Le Sénégal et les Nations unies ont franchi une nouvelle étape dans leur coopération avec la signature, le 12 juin à Dakar, d’un accord officialisant les conditions d’entrée en service de la Maison des Nations unies (MONUD), un complexe moderne construit à Diamniadio pour regrouper plusieurs agences, fonds et programmes du système onusien présents dans le pays.

La signature de cet accord marque l’aboutissement d’un projet engagé depuis plusieurs années et illustre la volonté commune des deux parties de renforcer l’efficacité de leur collaboration au service du développement durable.

Une infrastructure conçue pour renforcer la coordination des actions onusiennes

Le document a été signé par le ministre de l’Intégration africaine, des Affaires étrangères et des Sénégalais de l’extérieur, Cheikh Niang, et la coordonnatrice résidente du système des Nations unies au Sénégal, Aminata Maïga, en présence de la vice-secrétaire générale de l’ONU, Amina Mohammed.
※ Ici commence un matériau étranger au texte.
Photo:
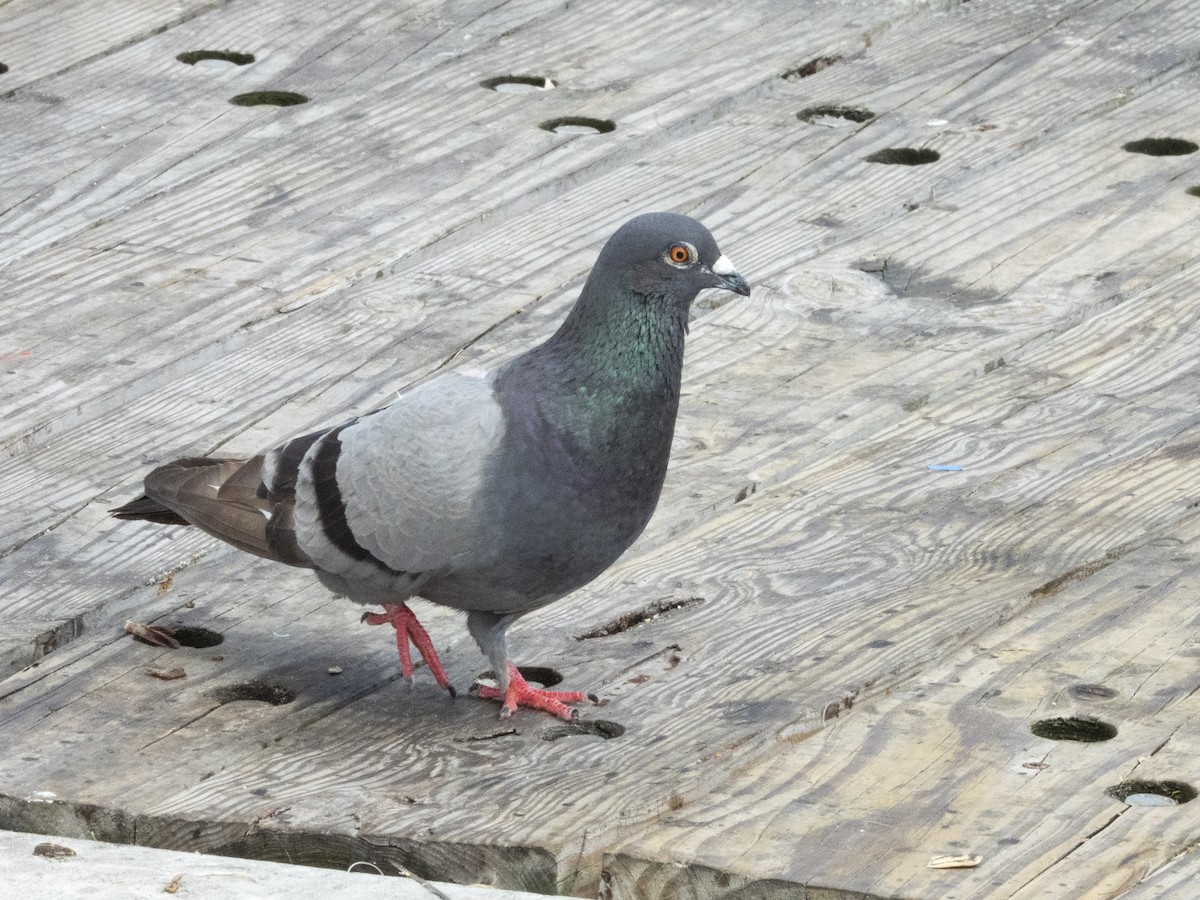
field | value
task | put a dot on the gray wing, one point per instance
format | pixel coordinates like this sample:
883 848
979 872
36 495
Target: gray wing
389 501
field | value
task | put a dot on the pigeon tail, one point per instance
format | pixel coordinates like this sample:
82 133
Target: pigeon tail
147 510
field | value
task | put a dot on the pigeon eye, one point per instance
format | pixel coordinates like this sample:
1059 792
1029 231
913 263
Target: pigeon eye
679 255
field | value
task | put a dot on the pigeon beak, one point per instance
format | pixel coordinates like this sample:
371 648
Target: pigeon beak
727 277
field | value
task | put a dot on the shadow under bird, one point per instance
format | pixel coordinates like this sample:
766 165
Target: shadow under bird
495 493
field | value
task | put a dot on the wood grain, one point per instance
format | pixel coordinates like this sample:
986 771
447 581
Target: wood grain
197 277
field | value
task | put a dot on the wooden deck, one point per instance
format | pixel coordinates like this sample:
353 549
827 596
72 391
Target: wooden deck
933 484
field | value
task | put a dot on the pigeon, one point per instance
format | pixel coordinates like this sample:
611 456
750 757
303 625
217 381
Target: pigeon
492 493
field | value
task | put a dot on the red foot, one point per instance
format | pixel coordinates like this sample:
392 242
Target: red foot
522 695
400 617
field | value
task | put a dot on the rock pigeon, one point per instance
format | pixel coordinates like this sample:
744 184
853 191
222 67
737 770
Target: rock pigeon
495 493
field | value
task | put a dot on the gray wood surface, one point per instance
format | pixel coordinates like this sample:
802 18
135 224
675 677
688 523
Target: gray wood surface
858 642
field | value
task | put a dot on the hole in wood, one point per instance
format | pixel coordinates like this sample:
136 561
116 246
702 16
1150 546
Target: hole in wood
810 69
840 115
1162 147
519 84
256 691
595 727
186 636
1083 729
1152 793
630 619
238 59
905 156
1091 691
269 99
197 637
579 125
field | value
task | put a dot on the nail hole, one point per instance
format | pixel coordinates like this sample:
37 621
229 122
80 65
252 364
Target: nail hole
823 115
579 125
1091 691
539 675
198 637
905 156
1152 793
519 84
809 69
187 636
597 727
1083 729
256 691
269 99
1162 147
192 57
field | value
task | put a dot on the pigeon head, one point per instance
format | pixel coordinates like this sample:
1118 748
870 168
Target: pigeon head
665 255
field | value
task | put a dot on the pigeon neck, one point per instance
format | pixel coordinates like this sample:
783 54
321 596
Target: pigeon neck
624 346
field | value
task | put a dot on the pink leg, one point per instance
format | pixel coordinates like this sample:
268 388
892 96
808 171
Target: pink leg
400 617
521 695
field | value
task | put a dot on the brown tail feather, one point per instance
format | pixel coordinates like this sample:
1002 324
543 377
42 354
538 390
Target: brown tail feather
221 497
148 510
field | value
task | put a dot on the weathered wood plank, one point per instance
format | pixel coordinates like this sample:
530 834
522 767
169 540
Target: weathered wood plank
1015 310
946 763
34 867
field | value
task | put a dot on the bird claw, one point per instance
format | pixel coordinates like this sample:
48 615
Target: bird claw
520 694
400 617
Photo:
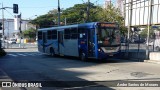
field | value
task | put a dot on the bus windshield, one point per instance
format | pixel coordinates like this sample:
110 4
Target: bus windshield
108 36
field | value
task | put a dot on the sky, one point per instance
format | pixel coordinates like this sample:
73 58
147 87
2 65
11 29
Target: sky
30 9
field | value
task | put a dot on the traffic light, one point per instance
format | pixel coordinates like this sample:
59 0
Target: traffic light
0 26
15 8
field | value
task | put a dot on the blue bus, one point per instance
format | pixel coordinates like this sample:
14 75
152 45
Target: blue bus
88 40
Située à Diamniadio, ville nouvelle en plein essor à une trentaine de kilomètres de Dakar, la future Maison des Nations unies accueillera dans un même espace plusieurs entités onusiennes opérant au Sénégal.

Cette centralisation vise à améliorer la coordination entre les différentes agences, à renforcer les synergies institutionnelles et à optimiser la mise en œuvre des programmes de développement au profit des populations sénégalaises.
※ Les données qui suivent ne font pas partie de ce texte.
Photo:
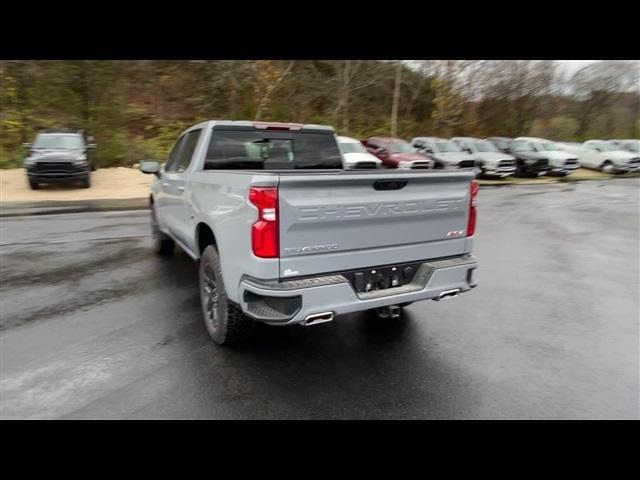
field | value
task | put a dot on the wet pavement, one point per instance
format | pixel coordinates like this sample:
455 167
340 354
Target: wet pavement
94 325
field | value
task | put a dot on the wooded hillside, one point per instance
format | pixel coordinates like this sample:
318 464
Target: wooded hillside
136 109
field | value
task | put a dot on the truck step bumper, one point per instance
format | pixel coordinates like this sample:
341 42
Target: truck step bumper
292 302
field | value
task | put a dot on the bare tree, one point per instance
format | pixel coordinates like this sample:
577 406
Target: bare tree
267 77
396 100
351 75
594 86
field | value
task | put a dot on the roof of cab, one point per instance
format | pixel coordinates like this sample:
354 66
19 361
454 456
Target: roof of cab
266 125
467 139
348 140
429 139
531 139
386 139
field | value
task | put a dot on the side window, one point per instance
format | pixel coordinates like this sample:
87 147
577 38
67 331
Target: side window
173 156
186 150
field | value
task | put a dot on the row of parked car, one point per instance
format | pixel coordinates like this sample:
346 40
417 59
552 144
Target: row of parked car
496 157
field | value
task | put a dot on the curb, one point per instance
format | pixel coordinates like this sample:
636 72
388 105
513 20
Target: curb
19 209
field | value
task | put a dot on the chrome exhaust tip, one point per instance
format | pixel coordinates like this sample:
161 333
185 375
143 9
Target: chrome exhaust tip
392 311
318 318
447 294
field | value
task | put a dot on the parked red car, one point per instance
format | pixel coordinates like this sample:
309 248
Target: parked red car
396 153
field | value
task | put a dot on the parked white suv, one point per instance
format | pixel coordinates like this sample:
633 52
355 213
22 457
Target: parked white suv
491 161
605 156
561 162
355 154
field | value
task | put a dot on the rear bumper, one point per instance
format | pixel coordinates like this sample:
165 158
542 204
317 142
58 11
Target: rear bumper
630 167
565 168
291 302
57 176
499 171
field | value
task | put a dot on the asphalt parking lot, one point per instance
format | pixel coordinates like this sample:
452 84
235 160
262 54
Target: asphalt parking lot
94 325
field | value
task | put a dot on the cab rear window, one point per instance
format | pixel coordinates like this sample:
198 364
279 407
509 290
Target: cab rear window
272 150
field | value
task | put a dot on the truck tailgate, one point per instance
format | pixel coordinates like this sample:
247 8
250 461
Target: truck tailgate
331 222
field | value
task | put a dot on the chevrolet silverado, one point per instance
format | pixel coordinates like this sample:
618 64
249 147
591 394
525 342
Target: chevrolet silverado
284 235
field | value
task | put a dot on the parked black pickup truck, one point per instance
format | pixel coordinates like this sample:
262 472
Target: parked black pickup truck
59 156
Diamniadio, nouveau pôle de coopération internationale

Au-delà de sa dimension administrative, la MONUD constitue un projet à forte portée symbolique. Elle reflète la qualité des relations historiques entre le Sénégal et les Nations unies, mais également l’ambition du pays de consolider son statut de plateforme régionale de dialogue, de coopération et de diplomatie multilatérale.

Depuis plusieurs années, Diamniadio s’impose progressivement comme un centre stratégique regroupant des infrastructures institutionnelles, économiques et diplomatiques majeures. L’installation de la Maison des Nations unies s’inscrit dans cette dynamique de modernisation et de décentralisation des activités administratives.

Une coopération renouvelée autour des grands défis du développement

Les autorités sénégalaises et les responsables onusiens considèrent cette nouvelle étape comme une opportunité de renforcer davantage leur partenariat sur des enjeux prioritaires tels que la gouvernance, l’éducation, la santé, la protection sociale, l’environnement et la résilience économique.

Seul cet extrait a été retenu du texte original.